Les world models reposent sur des volumes importants de données, notamment vidéo, audio ou sensorielles. Cette collecte soulève des enjeux majeurs de protection des données, de traçabilité des sources et de limitation des usages, en particulier lorsque des personnes identifiables ou vulnérables sont concernées. 

2. Prévenir les risques pour la sécurité physique 

Lorsqu’ils sont intégrés à des robots, véhicules autonomes ou systèmes industriels, les erreurs de prédiction peuvent produire des effets concrets dans le monde réel. La robustesse, les tests préalables, la supervision humaine et la validation des scénarios deviennent donc des exigences centrales. 

3. Garantir l’intégrité de l’information 

La capacité à générer des vidéos ou environnements hyperréalistes peut renforcer les risques de désinformation. Des mécanismes de transparence, comme le marquage des contenus générés par IA ou la traçabilité des productions, seront nécessaires pour préserver la confiance. 

4. Sécuriser la conformité juridique 

L’entraînement de ces modèles peut impliquer des données protégées par le droit d’auteur, le droit à l’image ou le droit des données personnelles. Les organisations devront donc documenter les sources, vérifier les bases légales et mettre en place des garanties adaptées dès la conception. 

5. Organiser un contrôle démocratique et éthique 

Les world models pourraient influencer des décisions dans des domaines sensibles comme la mobilité, la santé, la sécurité ou la défense.
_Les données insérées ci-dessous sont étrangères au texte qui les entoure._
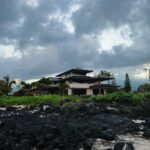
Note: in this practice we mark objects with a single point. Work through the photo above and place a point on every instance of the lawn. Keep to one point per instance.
(118, 97)
(34, 100)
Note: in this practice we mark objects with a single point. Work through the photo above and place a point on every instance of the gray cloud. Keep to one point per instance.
(47, 46)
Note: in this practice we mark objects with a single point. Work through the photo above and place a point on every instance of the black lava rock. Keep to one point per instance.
(123, 146)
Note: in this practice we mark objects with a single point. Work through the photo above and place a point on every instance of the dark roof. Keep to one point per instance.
(75, 70)
(87, 78)
(54, 79)
(103, 86)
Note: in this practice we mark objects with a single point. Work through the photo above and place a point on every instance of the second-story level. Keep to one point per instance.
(74, 72)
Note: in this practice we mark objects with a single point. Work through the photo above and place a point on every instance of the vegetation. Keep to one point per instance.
(118, 97)
(127, 84)
(144, 88)
(123, 98)
(34, 100)
(6, 85)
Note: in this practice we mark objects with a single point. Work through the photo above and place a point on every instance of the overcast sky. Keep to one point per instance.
(43, 37)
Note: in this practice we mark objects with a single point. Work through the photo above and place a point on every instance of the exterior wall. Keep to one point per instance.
(79, 85)
(89, 92)
(70, 74)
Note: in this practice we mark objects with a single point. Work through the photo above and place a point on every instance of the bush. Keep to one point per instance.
(120, 97)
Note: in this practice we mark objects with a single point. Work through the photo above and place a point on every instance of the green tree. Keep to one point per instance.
(62, 88)
(144, 88)
(6, 85)
(127, 83)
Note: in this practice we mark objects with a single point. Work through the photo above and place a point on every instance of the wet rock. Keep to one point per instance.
(108, 135)
(123, 146)
(147, 133)
(88, 144)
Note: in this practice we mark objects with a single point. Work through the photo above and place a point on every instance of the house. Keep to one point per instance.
(79, 83)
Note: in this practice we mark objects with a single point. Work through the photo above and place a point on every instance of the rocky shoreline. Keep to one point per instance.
(71, 126)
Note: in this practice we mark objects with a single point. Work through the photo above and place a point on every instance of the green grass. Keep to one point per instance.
(34, 100)
(118, 97)
(123, 97)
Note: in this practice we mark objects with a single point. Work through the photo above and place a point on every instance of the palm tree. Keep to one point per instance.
(6, 84)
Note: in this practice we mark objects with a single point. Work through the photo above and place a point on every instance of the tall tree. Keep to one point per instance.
(127, 83)
(6, 85)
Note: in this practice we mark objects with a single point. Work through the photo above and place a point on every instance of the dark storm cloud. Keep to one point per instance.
(40, 34)
(98, 14)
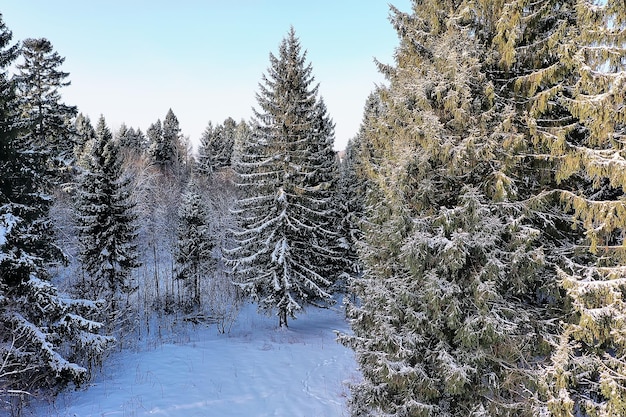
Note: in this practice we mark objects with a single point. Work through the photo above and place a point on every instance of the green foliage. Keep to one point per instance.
(495, 214)
(106, 221)
(285, 253)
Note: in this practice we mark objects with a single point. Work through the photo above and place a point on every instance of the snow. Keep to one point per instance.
(257, 370)
(7, 222)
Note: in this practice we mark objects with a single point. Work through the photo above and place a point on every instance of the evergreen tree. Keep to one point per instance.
(216, 146)
(130, 141)
(46, 339)
(278, 257)
(106, 222)
(84, 138)
(47, 120)
(194, 258)
(455, 300)
(563, 65)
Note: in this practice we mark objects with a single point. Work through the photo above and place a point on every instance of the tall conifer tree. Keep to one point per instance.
(106, 222)
(564, 63)
(46, 339)
(279, 257)
(48, 120)
(449, 298)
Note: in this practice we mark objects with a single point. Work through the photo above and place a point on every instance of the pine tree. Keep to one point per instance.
(194, 258)
(48, 120)
(84, 138)
(564, 64)
(216, 146)
(454, 309)
(47, 339)
(279, 257)
(106, 222)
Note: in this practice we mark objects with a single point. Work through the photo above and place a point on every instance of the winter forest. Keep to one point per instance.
(474, 226)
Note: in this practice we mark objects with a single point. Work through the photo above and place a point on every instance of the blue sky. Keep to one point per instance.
(133, 60)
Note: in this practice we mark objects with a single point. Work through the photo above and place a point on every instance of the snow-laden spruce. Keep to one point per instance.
(287, 251)
(47, 340)
(106, 223)
(194, 248)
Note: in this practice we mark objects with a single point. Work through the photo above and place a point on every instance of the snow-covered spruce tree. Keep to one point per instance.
(130, 141)
(165, 145)
(352, 189)
(106, 221)
(84, 138)
(564, 63)
(46, 338)
(321, 185)
(216, 146)
(194, 249)
(48, 121)
(278, 258)
(453, 311)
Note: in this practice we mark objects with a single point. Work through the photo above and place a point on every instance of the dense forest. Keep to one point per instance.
(475, 222)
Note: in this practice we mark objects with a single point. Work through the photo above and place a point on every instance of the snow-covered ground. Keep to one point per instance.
(256, 370)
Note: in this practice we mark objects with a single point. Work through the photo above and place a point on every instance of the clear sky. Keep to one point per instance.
(132, 60)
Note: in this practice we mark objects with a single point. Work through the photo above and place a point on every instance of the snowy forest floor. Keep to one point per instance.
(256, 370)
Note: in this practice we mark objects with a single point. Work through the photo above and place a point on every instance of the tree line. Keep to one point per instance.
(491, 178)
(476, 219)
(106, 236)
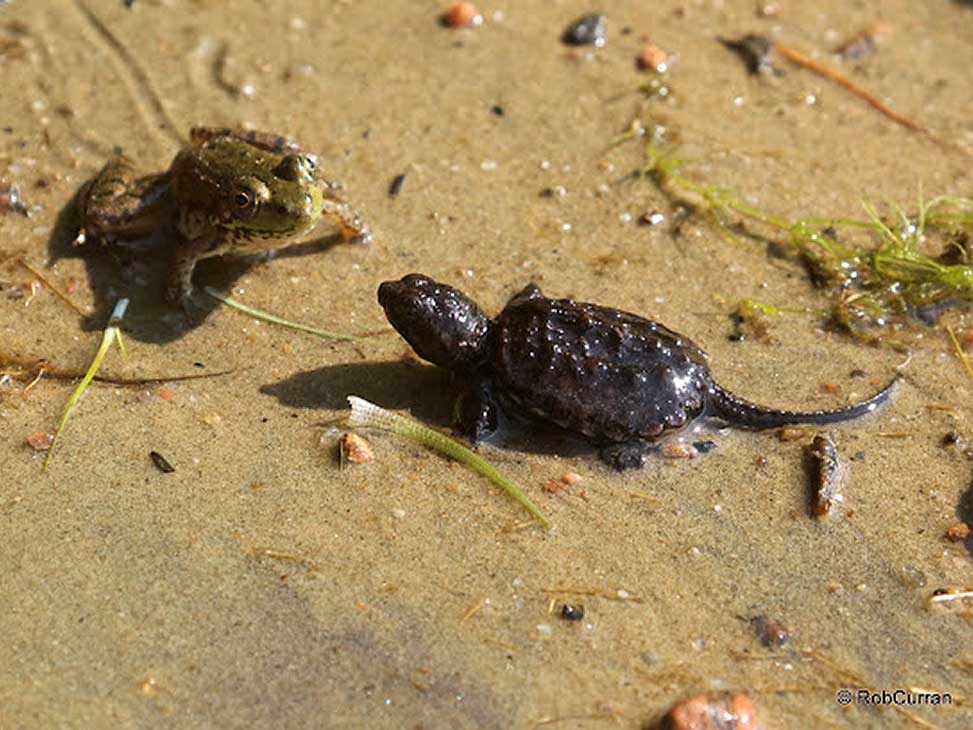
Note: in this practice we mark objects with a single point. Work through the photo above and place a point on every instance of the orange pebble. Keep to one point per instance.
(462, 15)
(653, 58)
(714, 711)
(958, 532)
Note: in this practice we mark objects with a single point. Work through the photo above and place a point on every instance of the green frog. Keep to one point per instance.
(227, 191)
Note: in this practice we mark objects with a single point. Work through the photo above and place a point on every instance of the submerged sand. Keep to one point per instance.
(416, 595)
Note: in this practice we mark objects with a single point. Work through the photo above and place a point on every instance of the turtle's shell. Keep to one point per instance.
(608, 374)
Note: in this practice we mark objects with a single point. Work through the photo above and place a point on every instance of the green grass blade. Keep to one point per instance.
(273, 319)
(366, 414)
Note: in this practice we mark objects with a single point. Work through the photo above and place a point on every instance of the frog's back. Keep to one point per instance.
(608, 374)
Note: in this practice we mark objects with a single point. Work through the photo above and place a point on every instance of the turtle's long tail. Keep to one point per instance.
(741, 413)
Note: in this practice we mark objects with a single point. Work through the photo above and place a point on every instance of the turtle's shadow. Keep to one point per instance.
(429, 393)
(140, 274)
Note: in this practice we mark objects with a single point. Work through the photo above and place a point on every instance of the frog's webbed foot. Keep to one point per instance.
(179, 285)
(348, 221)
(476, 413)
(627, 455)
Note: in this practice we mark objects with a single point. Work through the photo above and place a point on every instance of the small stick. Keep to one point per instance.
(57, 292)
(839, 78)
Leur développement appelle donc une gouvernance transparente, une évaluation des impacts, ainsi qu’un débat sur les usages socialement acceptables de ces technologies. 

Conclusion : une évolution prometteuse mais encore incertaine 

Les world models s’inscrivent dans une évolution profonde de l’intelligence artificielle vers des systèmes capables de simuler, anticiper et interagir avec des environnements complexes. Ils ouvrent des perspectives significatives, notamment pour les systèmes autonomes et les applications dans le monde physique. 

Dans le même temps, ces modèles restent encore en développement. Leur capacité à généraliser, leur fiabilité et leur encadrement réglementaire soulèvent des enjeux importants, en particulier en matière de données, de sécurité et de gouvernance. 

Préparer votre organisation à la prochaine génération d’IA 

Dans ce contexte, les organisations doivent anticiper l’émergence de ces nouvelles architectures d’IA, qui impliquent des exigences accrues en matière de gestion des risques, de conformité et de maîtrise des systèmes.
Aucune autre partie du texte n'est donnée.